By analyzing the recent signals from the authorities, as well as market performance, they believed that the government much preferred a freer renminbi, or allowing the market to decide its value.
It seems like a dilemma is facing the monetary authority: to defend the currency by tightening liquidity, which may lead to credit defaults and the fast bursting of asset bubbles; or to tolerate a relatively weaker currency against the U.S. dollar, but ensuring a low interest rate level could sustain strong economic growth.
Experts, at the same time, are concerned that further tightening the monetary environment could hurt asset prices, especially housing prices.
"You don't need to make the renminbi stronger than it should be, as the U.S. dollar is surging in its value, when money is sucked into the U.S. amid the interest rate hikes and monetary policy normalization," said Huang Yukon, senior associate of Asia Program at the Carnegie Endowment for International Peace (CEIP) and the former World Bank China director.
On Tuesday, the renminbi slid to its weakest level since the global financial crisis. Its daily reference rate, which bands the onshore renminbi's moves within 2 percent on either side, dropped to 6.9574 per dollar, the lowest in more than a decade.
For a long time the market has been afraid that the renminbi may slip lower than 7 per dollar, a psychological threshold for foreign exchange rate traders as they may sell off more rapidly when the renminbi drops below that, although it has almost no meaning for the real economy.
"To set a certain threshold is unnecessary, and 7 per dollar is not the target of the central bank," said Gao Haihong, an economist at the Chinese Academy of Social Sciences. "The main focus of the monetary policy is domestic targets, especially to stabilize growth and demand."
Some experience has shown that, when the monetary authority chooses to target an exchange rate within a certain range, interest rates and conditions in the domestic economy must adapt to accommodate this target, and domestic interest rates and money supply can become more volatile.
As the U.S. Federal Reserve is expected to implement the fourth rate hike this year in December, some analysts speculated that the narrowed China-U.S. interest rate gap may trigger more capital outflows from China, and increase downward pressure on domestic asset prices.
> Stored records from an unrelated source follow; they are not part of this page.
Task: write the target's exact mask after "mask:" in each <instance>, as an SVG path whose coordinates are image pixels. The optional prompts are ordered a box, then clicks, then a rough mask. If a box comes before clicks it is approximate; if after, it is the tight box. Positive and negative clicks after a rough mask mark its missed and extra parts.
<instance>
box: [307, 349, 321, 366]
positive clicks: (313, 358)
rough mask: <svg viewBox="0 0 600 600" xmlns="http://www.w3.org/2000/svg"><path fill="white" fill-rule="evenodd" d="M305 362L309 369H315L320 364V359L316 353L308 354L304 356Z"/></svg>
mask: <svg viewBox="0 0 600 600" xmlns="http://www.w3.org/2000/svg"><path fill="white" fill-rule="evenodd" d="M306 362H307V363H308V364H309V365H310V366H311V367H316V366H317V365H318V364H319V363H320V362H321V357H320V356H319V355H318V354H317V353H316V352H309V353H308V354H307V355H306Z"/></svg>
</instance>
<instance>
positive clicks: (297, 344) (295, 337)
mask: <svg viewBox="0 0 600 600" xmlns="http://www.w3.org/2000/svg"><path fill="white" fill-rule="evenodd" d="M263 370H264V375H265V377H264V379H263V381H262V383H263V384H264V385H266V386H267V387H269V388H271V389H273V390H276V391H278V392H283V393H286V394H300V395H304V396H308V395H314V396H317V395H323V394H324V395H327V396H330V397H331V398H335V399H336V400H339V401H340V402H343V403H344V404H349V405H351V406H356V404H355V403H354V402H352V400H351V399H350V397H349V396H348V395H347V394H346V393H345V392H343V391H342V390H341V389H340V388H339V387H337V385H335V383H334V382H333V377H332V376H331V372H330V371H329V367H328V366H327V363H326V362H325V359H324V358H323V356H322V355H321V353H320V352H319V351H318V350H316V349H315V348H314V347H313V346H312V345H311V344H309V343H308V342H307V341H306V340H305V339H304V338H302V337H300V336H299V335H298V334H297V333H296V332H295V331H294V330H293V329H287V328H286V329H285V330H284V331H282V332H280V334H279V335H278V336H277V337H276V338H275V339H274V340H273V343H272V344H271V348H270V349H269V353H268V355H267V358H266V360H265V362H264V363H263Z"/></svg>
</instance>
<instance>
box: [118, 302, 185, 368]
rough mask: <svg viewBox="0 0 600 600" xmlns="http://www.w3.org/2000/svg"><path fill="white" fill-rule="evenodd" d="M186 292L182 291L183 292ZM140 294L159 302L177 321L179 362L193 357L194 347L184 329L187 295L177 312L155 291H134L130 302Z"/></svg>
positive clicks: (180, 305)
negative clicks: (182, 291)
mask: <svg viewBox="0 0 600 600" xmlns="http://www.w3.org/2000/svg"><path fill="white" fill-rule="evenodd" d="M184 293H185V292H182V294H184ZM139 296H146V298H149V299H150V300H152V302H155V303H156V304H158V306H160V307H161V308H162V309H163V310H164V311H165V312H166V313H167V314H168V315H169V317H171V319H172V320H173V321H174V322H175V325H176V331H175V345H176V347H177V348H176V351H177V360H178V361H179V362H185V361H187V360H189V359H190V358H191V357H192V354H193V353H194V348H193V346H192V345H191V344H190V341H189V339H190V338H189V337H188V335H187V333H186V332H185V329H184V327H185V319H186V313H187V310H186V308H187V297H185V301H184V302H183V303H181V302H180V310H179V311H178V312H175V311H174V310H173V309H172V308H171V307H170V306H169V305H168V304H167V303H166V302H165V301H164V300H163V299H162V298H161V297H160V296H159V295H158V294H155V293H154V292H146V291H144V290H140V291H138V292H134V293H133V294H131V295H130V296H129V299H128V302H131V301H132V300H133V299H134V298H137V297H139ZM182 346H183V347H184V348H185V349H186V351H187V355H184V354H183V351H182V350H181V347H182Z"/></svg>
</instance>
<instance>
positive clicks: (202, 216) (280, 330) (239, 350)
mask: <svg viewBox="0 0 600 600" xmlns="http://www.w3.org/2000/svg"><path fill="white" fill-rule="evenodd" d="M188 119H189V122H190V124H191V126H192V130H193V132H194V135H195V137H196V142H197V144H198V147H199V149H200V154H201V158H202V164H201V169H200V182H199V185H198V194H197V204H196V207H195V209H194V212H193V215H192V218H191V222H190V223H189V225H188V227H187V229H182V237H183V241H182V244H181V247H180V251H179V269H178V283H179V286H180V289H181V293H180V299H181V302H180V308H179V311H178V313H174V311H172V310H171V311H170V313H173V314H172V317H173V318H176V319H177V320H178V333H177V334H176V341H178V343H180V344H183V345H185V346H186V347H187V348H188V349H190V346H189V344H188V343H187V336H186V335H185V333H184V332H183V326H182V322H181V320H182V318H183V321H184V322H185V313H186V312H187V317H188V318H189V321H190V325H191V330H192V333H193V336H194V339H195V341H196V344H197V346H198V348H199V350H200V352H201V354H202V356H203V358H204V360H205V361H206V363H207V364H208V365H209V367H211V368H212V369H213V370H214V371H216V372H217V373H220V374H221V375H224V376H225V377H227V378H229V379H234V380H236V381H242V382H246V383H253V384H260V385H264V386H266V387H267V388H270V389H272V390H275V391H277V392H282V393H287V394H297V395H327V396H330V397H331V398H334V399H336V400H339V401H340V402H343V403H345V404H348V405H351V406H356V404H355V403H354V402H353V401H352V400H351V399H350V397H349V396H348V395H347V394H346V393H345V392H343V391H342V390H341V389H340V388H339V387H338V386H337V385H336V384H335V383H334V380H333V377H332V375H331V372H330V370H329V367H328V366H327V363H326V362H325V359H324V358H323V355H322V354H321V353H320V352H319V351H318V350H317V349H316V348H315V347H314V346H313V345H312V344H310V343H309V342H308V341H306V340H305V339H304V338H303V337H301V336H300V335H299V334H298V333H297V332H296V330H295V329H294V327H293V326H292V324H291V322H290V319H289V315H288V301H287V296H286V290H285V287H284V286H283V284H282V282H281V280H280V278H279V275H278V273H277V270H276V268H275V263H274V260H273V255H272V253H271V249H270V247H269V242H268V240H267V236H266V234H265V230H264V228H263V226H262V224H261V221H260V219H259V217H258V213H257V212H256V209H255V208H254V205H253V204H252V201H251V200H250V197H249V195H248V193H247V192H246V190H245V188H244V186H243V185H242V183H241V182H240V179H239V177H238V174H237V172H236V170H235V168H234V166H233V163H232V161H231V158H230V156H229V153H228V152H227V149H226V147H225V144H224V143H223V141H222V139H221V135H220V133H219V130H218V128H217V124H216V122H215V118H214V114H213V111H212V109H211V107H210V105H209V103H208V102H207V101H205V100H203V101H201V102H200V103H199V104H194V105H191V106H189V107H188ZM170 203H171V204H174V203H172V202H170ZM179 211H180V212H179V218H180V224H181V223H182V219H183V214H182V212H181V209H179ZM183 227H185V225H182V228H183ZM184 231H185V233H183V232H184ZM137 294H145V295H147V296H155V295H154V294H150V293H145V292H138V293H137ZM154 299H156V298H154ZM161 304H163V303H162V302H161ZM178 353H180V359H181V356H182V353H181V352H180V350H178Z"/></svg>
"Compared with a currency under pressure, the bursting of an asset bubble is a more serious problem, and policymakers need to be very careful about the monetary policy, to prevent tightening too much," said Yoshiki Takeuchi, director-general of the International Bureau of Japan's Ministry of Finance.
"If the policy is too tight, people will expect a bubble to burst in the property market," said Takeuchi. "Japan used to raise the interest rates and constrain money coming into the banking sector, but it was too hasty in doing so, which has led to the property market slump."
As domestic consumption is now leading the Chinese economy, stabilizing property prices is important, said the Japanese official.
Besides, a good method to avoid bubble bursts is not to make bubbles. It requires policymakers to continually push forward the deleveraging process, and to control debt growth at a lower pace, said analysts.
Amid the trade tensions, China's domestic demand is growing significantly faster than in its trading partners, thus its imports tend to outpace exports. The country's current account balance is subject to downward pressure.
"The shrinkage of the current account surplus will be a constraint on the policy stance with regard to capital opening in general and financial outflows in particular," said Louis Kuijs, head of Asia Economics at Oxford Economics. "It will have an impact on views regarding financial stability, onshore renminbi sentiment and the policy approach to capital account opening."